Plöchinger: Darauf richten wir uns ein. Das wird ziemlich anspruchsvoll, kein Zweifel. Aber ich bin mir sicher, dass wir nur mit Anzeigenfinanzierung im Netz nicht sehr viel weiter kommen, als wir schon gekommen sind. Journalismus, wie wir ihn sehen, wie er sich in Projekten wie 360 Grad und „Die Recherche“ ausdrückt oder einfach in unserer Arbeit an einer möglichst akkuraten, vertrauenswürdigen, ethischen Nachrichtenseite – dieser Journalismus kostet mehr als Durchschnittsware.
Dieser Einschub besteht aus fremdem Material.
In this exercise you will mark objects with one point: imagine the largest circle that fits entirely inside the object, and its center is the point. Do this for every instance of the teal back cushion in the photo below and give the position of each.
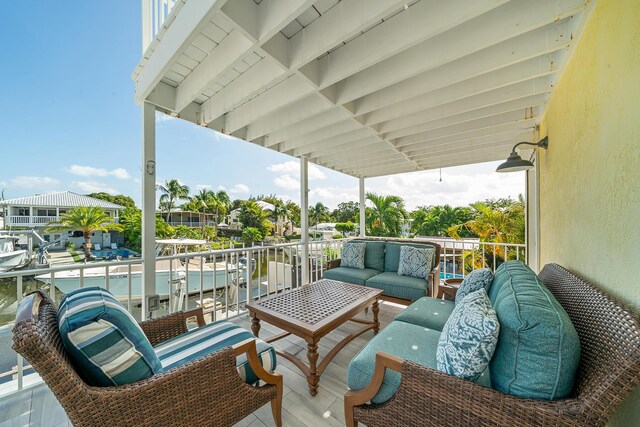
(392, 255)
(373, 254)
(105, 344)
(538, 348)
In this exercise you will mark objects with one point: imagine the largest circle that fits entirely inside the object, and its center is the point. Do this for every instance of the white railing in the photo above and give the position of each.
(220, 281)
(154, 15)
(460, 256)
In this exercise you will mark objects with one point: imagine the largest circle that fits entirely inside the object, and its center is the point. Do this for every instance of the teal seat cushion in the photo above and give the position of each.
(392, 255)
(538, 348)
(373, 254)
(350, 275)
(106, 345)
(399, 339)
(428, 312)
(394, 285)
(203, 341)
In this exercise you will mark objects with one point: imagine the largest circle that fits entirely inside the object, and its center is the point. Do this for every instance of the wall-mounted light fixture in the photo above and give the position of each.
(515, 163)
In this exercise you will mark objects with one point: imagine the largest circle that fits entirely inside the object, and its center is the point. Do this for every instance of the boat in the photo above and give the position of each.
(10, 257)
(172, 276)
Ich vertraue darauf, dass wir bei einem gewissen Kreis anspruchsvoller Leser Verständnis dafür bekommen. Wichtig wäre, dass nach uns auch andere Verlage kapieren, wie wichtig eine breite Finanzierung für gute Publizistik ist. Wenn viele mitmachen, wird mehr Lesern bewusster werden als heute, wie wichtig respektive gefährdet das ist, was wir für die Gesellschaft zu leisten versuchen.

torial: Beim „Metered“-Modell, das Sie ja offenbar teilweise planen, hat man als smarter Leser manchmal das Gefühl, etwas veralbert zu werden, da sich solche Paywalls leicht überspringen lassen. Funktionieren sie trotzdem?

Plöchinger: Man sieht das an der „New York Times“ und vielen anderen Webseiten. Der Ansatz bringt einen zumindest an einen gewissen neuen Punkt in der Entwicklung des eigenen Geschäftsmodells. Wie man es danach noch elaborieren kann, dazu sehen wir ja jetzt schon neue Ansätze, zum Beispiel wieder bei der New York Times.

torial: Sehen Sie eine Zukunft, in der eine Online-Publikation genauso wirtschaftlich erfolgreich sein kann, wie es Printtitel einst waren?

Plöchinger: Journalismus macht über den Daumen gepeilt 40 Prozent der Kosten in einem klassischen Zeitungsverlag aus; Druck und Vertrieb sind der größte Posten – entfallen aber bei digitaler Produktion. Schon wenn man sich diesen Aspekt klarmacht, ist offensichtlich, dass wir es in beiden Welten mit ganz anderen Kalkulationen und Perspektiven zu tun haben.

Nimmt man hinzu, dass ein Projekt wie „Krautreporter“ aus dem Stand heraus eine Abo-artige Finanzierung für ein ganzes Jahr schaffen kann – ausschließlich gründend auf ein gewisses Vertrauen der Leser in ein Zukunftsversprechen -, dann habe ich Zuversicht, dass digitaler Journalismus sich auf Dauer tragen kann. Alles andere wäre außerdem eh nur Verharren im Pessimismus, statt die Herausforderung kreativ anzunehmen.